En 1995, la SADC a mis en place le Groupement énergétique de l’Afrique australe (SAPP) qui regroupe les membres des services d'électricité de 12 États membres: Afrique du Sud, Angola, Botswana, Eswatini, Lesotho, Malawi, Mozambique, Namibie, République démocratique du Congo, Tanzanie, Zambie et Zimbabwe. SAPP a été créé avec l'objectif principal de fournir un forum pour le développement d'un système électrique interconnecté robuste, sûr, efficace, fiable et stable dans la région de l'Afrique australe. L'un des objectifs de SAPP est de faciliter le développement d'un marché de l'électricité concurrentiel dans la région de la SADC. En 2001, SAPP a mis en place le marché de l'énergie à court terme avec ses propres règles pour régir les échanges transfrontaliers dans la région de la SADC. SAPP a lancé le développement d’un marché de l’électricité concurrentiel pour la région de la SADC en 2004. Le marché du lendemain (DAM) a été créé en 2009. En 2015, SAPP a commencé à moderniser la plate-forme de négociation sur le marché (MTP) en vue du marché intrajournalier et du marché physique à terme. La plate-forme de négociation sur le marché de SAPP a été ouverte au marché intrajournalier (IDM) en 2015, suivi des marchés physiques à terme mensuels (FPM-M) et des marchés physiques à terme hebdomadaires (FPM-W) en 2016.

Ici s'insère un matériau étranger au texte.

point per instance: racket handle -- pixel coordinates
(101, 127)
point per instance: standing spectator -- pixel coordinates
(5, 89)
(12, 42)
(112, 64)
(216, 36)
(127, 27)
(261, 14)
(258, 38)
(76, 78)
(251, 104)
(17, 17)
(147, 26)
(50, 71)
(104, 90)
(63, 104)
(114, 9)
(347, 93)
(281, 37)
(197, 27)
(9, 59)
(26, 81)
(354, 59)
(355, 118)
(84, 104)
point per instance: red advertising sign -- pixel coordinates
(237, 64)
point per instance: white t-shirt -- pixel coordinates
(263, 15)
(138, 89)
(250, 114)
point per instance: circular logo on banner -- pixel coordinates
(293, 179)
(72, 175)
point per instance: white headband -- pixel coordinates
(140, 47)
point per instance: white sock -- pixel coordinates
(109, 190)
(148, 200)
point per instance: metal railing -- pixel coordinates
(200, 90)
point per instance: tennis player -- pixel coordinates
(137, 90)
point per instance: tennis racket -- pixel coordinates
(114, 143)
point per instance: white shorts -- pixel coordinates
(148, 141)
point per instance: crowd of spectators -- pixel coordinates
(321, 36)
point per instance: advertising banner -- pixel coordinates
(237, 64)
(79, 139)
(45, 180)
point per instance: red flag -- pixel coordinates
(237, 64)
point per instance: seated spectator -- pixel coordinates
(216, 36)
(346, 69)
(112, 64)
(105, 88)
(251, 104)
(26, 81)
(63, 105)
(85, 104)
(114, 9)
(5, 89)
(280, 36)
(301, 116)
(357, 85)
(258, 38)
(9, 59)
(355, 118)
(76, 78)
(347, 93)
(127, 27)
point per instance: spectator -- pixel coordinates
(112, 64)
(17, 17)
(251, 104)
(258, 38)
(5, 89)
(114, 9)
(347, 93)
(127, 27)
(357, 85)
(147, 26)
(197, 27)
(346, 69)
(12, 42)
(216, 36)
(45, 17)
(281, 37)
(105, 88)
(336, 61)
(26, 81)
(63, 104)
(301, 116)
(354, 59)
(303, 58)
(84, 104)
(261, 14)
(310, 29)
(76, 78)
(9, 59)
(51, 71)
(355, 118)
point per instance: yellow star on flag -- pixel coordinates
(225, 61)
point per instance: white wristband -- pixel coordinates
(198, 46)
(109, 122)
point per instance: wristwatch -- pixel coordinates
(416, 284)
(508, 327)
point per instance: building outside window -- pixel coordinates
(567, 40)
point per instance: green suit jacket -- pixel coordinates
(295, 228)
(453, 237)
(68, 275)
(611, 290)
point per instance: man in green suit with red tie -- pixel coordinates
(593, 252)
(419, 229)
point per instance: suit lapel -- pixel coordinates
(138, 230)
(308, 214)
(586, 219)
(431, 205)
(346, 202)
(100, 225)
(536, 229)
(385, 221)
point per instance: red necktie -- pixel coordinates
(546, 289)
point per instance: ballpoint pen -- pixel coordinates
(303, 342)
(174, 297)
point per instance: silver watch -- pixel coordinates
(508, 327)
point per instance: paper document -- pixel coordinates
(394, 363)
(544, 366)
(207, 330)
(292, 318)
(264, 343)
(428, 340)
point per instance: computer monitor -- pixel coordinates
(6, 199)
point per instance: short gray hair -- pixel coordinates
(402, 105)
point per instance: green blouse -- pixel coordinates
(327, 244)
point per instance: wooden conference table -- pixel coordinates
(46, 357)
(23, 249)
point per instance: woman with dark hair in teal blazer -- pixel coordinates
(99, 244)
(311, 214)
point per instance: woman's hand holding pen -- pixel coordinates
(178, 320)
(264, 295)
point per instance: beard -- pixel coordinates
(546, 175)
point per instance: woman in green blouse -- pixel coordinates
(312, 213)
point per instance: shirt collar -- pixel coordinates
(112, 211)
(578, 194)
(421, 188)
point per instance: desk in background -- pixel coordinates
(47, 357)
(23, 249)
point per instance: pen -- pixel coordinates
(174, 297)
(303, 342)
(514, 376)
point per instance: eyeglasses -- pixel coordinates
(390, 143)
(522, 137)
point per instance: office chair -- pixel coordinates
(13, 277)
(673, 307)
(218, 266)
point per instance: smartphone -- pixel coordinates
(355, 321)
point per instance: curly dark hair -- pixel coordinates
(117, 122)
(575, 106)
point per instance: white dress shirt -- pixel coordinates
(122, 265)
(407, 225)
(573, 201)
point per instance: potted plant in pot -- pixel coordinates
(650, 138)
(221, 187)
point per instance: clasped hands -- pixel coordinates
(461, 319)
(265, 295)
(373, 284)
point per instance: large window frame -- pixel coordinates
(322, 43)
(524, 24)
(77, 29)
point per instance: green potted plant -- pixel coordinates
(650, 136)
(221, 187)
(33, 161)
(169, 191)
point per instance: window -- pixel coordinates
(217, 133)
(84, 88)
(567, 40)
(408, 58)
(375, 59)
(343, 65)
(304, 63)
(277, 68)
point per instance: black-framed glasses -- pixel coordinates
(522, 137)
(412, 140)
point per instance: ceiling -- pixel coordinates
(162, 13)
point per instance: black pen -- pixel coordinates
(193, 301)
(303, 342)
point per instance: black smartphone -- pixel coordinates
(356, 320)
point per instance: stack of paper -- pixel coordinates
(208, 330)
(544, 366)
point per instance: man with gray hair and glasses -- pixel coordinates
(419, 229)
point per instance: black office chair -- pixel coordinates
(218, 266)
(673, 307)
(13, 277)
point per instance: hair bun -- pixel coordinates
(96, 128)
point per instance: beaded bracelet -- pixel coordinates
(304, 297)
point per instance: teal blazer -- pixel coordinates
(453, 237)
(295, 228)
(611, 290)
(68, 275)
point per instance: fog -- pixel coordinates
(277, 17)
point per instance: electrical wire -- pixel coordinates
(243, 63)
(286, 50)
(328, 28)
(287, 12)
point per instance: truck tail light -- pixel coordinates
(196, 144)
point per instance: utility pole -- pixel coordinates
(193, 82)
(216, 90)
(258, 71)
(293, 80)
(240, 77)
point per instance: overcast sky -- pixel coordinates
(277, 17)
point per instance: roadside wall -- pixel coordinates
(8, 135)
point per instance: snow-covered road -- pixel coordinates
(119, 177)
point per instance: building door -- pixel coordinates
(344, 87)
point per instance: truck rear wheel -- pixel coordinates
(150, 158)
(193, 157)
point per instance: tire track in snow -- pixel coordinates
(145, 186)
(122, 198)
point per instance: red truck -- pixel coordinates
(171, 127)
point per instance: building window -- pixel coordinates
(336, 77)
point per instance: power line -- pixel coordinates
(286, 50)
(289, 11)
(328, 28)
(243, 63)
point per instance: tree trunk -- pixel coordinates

S'agissant de la réglementation au niveau régional, les ministres de la SADC responsables de l'énergie ont créé, lors d'une réunion à Maseru (Lesotho) le 12 juillet 2002, l'Association régionale des régulateurs de l'électricité de l'Afrique australe (RERA) en tant qu'association officielle des régulateurs de l'électricité. L'Association a été créée en vertu du Protocole sur l'énergie de la SADC (1996), de la politique et de la stratégie de coopération énergétique de la SADC (1996), du Plan d'action du secteur de l'énergie de la SADC (1997), du Plan d'activité de la SADC en matière de l'énergie (2000), et de la poursuite de l'initiative Nouveau partenariat pour le développement de l'Afrique (NEPAD) et de la Commission africaine de l'énergie (AFREC). RERA a été créée le 26 septembre 2002 et a pour mission de faciliter l'harmonisation des politiques, des lois, des normes et des pratiques réglementaires et de constituer une plate-forme pour une coopération efficace entre les régulateurs de l'énergie dans la région de la SADC.

Dans sa forme actuelle en tant qu'Association des régulateurs de l'électricité de l'Afrique australe, RERA n'a pas pour mandat de superviser de manière réglementaire le marché régional de l'énergie dans la SADC. Pour changer le statu quo et aider à la mise en oeuvre du Plan directeur de développement des infrastructures régionales (RIDMP) de la SADC, les chefs d'État et de gouvernement de la SADC ont adopté RIDMP en août 2012 et approuvé dans le cadre des nouvelles dispositions institutionnelles, la création de l’Autorité régionale de régulation de l’énergie chargée des questions de réglementation liées au commerce et aux investissements énergétiques transfrontaliers.

La transformation envisagée de RERA en une autorité de régulation est importante dans la mesure où elle renforcera considérablement la capacité à mettre en oeuvre, surveiller, appliquer et corriger les décisions réglementaires régionales et les autres impératifs liés au commerce et aux investissements énergétiques transfrontaliers. Ce développement n’est pas particulier en Afrique australe, étant donné que la Communauté économique des États de l’Afrique de l’Ouest (CEDEAO) a mis en place l’Autorité de régulation régionale de l’électricité de la CEDEAO (ERERA) et le Groupement énergétique de l’Afrique de l’Est (EAPP) est en train de mettre en oeuvre le Conseil de réglementation indépendant (IRB).

Le COMESA cherche à présent des propositions d'entreprises qualifiées pour un cadre et une feuille de route réalisable pour la création d'une autorité régionale de régulation de l'énergie pour la région de la SADC.

Les termes de référence du cabinet- conseil figurent à l’annexe 3 du présent document.